Recommandations autour des œuvres du cahier de partitions

Marcel Proust et la musique ? Sujet inépuisable, aux ramifications complexes, plongeant au cœur même de la société dans laquelle l’écrivain évoluait en observateur attentif et sceptique, amusé et distant autant que profond et impliqué, acteur majeur d’un milieu bourgeois qui entretenait des relations étroites avec la musique.

Mais dans les années de la Recherche du temps perdu, la relation du public avec la musique différait de façon capitale avec la nôtre : elle passait prioritairement par le concert et la pratique en amateur. Proust était amoureux de Reynaldo Hahn, compositeur, pianiste et chef d’orchestre dont l’œuvre reste à bien des égards inconnue, qui a beaucoup appris en musique à l’écrivain abonné au Théâtrophone, ce qui lui a permis d’écouter un casque sur la tête – et en stéréophonie –, la première de Pelléas et Mélisande de Debussy.

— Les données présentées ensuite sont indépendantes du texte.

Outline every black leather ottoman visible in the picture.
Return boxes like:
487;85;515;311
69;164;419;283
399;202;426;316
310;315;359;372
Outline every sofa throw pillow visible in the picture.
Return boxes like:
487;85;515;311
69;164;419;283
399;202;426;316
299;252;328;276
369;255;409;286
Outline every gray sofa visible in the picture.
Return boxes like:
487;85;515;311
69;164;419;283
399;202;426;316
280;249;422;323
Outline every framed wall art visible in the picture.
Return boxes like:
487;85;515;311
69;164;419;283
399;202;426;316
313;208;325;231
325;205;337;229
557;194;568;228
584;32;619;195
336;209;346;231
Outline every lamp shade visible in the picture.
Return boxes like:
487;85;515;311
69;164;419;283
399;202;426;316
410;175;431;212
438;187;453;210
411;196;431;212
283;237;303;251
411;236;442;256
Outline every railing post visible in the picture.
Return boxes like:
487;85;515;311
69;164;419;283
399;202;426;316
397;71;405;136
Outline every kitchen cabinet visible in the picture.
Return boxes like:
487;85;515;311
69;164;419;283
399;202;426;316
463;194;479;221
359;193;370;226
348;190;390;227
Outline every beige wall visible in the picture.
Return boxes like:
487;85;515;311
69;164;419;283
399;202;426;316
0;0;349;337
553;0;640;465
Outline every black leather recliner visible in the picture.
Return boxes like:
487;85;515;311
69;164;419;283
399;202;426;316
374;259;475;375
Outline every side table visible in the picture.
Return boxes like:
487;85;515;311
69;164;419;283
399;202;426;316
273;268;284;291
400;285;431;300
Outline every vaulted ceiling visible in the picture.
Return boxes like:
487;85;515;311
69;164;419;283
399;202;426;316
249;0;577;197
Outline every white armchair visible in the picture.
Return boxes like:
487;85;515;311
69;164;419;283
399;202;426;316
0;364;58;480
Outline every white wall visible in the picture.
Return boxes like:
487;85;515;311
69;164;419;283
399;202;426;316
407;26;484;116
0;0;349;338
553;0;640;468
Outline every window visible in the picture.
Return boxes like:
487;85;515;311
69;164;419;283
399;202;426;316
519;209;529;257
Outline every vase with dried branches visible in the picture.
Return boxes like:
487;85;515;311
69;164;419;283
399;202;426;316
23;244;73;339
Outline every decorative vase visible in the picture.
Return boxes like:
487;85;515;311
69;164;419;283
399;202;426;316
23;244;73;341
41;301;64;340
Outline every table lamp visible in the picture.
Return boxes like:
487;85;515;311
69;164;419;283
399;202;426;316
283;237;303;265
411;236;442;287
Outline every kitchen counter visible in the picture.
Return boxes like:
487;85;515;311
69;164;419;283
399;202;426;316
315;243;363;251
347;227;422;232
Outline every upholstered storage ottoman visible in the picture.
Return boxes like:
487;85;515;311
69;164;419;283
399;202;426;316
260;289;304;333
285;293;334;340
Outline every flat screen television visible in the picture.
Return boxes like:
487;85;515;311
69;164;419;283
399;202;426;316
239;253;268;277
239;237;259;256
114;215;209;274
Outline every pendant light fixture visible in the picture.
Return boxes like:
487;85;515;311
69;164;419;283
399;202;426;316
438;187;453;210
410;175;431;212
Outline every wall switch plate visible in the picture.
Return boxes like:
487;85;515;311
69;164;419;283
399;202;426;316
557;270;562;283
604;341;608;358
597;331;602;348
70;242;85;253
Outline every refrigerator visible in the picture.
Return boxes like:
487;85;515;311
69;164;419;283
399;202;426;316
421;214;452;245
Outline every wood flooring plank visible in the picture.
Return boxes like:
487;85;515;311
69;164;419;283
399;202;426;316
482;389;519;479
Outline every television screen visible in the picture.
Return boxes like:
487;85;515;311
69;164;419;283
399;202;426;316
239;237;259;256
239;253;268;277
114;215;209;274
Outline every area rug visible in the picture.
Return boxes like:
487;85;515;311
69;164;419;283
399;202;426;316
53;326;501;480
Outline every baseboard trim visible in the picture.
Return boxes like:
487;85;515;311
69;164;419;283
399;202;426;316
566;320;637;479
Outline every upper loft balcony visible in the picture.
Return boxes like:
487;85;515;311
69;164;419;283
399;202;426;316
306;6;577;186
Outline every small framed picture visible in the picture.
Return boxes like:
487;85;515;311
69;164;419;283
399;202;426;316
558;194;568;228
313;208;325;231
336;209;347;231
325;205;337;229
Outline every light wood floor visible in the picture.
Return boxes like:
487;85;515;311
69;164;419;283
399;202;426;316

Crédit photo : Dutch National Archives, The Hague.

Le cas de l’Opus 49 n° 1

L’imaginaire de Proust en ce domaine venait de ce qu’il avait entendu dans son enfance, dans les salons que ses parents proches et lointains fréquentaient, des petites pièces pour piano ou piano à quatre mains, transcriptions de symphonies et d’opéras, mélodies accompagnées au clavier dans des pièces de musique à l’acoustique feutrée, assourdie par les rideaux et les tapis. En une époque toquée de cet instrument, si toquée que Debussy fustigeait les concertos pour piano de Beethoven et disait que les sonates pour piano du compositeur allemand étaient mal écrites pour le clavier, car il y avait trop d’orchestre dedans !

Ce n’est assurément pas le cas de l’Opus 49 n° 1, la plus facile sur le plan pianistique du corpus des 32 sonates. Elle tombe sous les doigts, va de son allure simple, enfin pas autant qu’on pourrait le croire, car cette œuvre est très émouvante : son premier mouvement, un Andante, n’étaient ses deux thèmes, pourrait parfois passer pour une bagatelle, ce qu’il n’est assurément pas. Il faut chercher sur Youtube ou sur une plateforme de streaming l’interprétation très ancienne mais d’une beauté de son incroyable d’Artur Schnabel, ou celle d’Yves Nat, plus rapide, dont l’allure a quelque chose de plus volontaire qui ne tient pas qu’au tempo.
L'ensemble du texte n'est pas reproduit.